Malarkey Roofing Products, a Portland, Ore.-based manufacturer, is offering residential roofing that's made from the polyolefin casings of old coloring markers.

The process by Candian clean technology company GreenMantra Technologies recycles dried up writing markers and converts them into polymer additives used as an ingredient in high performance, polymer modified asphalt shingles. GreenMantra receives spent markers collected and shipped by schools participating in the Crayola ColorCycle program. GreenMantra separates the polyolefin casings from the markers and grinds them into flakes. Its thermo-catalytic system converts the plastic flake into a high-value polymer specifically designed as an additive for asphalt modification.

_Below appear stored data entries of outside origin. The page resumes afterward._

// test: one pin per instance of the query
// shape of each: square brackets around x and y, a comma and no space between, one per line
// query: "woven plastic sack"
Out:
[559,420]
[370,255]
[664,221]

Malarkey then uses the polymer additives to create sustainable, polymer modified asphalt roofing products. The roofing shingles made with polymer modified asphalt have enhanced flexibility and performance in extreme weather conditions and high levels of impact resistance and granule retention, the firm says. For every ton of recycled plastic used, four barrels of oil and 7.4 cubic yards of landfill space are saved.

Based in Brantford, Ontario, GreenMantra works with other hard-to-recycle materials such as grocery bags and film, to turn them into high-value waxes and other specialty chemicals. These materials have a broad range of applications in the coatings, plastics processing, adhesives, roofing and paving industries.